Independent Record| Posted: Wednesday, February 29, 2012 12:00 am | The First Special Service Force, born at Fort Harrison in World War II, is one of the few units ever in which American and Canadian soldiers fought alongside one another in identical uniforms and under each others’ commanders.
Wednesday night in Washington, D.C., the Embassy of Canada will recognize the history of U.S.-Canada relations and honor members of the so-called “Devil’s Brigade,” which captured more than 30,000 prisoners, was instrumental in the liberation of Rome and helped set the stage for elite fighters such as the Green Berets and the Navy SEALs.
U.S. Sen. Max Baucus, sponsor of a bill along with U.S. Sen. Jon Tester to award the First Special Service Force a Congressional Gold Medal, will speak at the event, as will Gary Doer, the Canadian ambassador to the United States. U.S. Rep. Denny Rehberg is co-sponsor of a similar bill in the House honoring the unit.
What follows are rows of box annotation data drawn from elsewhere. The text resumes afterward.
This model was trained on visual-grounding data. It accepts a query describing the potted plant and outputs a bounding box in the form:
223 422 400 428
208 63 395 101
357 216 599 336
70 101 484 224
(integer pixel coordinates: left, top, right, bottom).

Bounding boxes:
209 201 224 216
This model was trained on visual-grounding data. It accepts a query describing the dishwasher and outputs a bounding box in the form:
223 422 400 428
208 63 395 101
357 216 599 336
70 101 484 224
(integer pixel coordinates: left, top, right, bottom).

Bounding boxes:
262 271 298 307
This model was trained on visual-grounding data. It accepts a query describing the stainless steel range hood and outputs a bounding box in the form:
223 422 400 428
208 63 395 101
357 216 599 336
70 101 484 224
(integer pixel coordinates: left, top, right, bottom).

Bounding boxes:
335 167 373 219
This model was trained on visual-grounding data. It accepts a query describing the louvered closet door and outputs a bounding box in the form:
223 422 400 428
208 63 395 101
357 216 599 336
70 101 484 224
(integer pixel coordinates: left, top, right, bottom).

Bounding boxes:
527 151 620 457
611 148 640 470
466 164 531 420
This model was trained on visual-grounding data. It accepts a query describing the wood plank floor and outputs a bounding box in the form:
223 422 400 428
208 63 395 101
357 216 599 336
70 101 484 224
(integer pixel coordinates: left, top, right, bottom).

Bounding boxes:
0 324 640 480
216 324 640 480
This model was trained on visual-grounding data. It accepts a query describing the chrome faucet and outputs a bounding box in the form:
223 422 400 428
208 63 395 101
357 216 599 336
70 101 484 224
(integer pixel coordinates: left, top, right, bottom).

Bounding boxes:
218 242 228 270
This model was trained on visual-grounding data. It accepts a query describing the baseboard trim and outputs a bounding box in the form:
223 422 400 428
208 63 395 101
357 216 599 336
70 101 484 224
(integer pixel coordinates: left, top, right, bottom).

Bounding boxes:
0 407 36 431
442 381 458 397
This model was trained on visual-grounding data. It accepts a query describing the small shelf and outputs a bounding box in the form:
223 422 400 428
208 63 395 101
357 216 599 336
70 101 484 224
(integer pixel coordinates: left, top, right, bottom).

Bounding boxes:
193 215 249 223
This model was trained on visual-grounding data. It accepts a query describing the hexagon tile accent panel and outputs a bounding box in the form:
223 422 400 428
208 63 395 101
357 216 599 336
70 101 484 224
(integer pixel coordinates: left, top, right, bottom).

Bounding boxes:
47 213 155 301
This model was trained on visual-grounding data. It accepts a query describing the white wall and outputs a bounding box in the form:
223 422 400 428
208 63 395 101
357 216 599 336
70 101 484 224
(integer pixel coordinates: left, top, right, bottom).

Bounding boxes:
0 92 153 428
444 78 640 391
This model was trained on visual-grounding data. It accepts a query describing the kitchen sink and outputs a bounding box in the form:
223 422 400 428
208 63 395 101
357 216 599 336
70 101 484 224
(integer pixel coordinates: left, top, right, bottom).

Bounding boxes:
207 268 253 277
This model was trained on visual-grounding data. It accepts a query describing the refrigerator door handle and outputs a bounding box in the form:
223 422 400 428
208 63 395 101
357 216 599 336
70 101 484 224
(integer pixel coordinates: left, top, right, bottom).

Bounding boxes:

First Special Force Association Executive Director Bill Woon of Canyon Ferry, whose father served in the First Special Service Force, will also be on hand, along with some of the approximately 230 surviving members of the unit, members of Congress and others.
The event will include a screening of the film “Daring to Die: The Story of the Black Devils,” and a discussion with writer/director Greg Hancock.
The First Special Service Force was trained in alpine combat, covert amphibious landings, airborne operations and other unconventional methods. The force suffered 2,314 casualties, won five U.S. campaign stars and eight Canadian battle honors.
It battled Germans in the mountains of Italy and in southern France after initially preparing for a potential role in the liberation of Norway.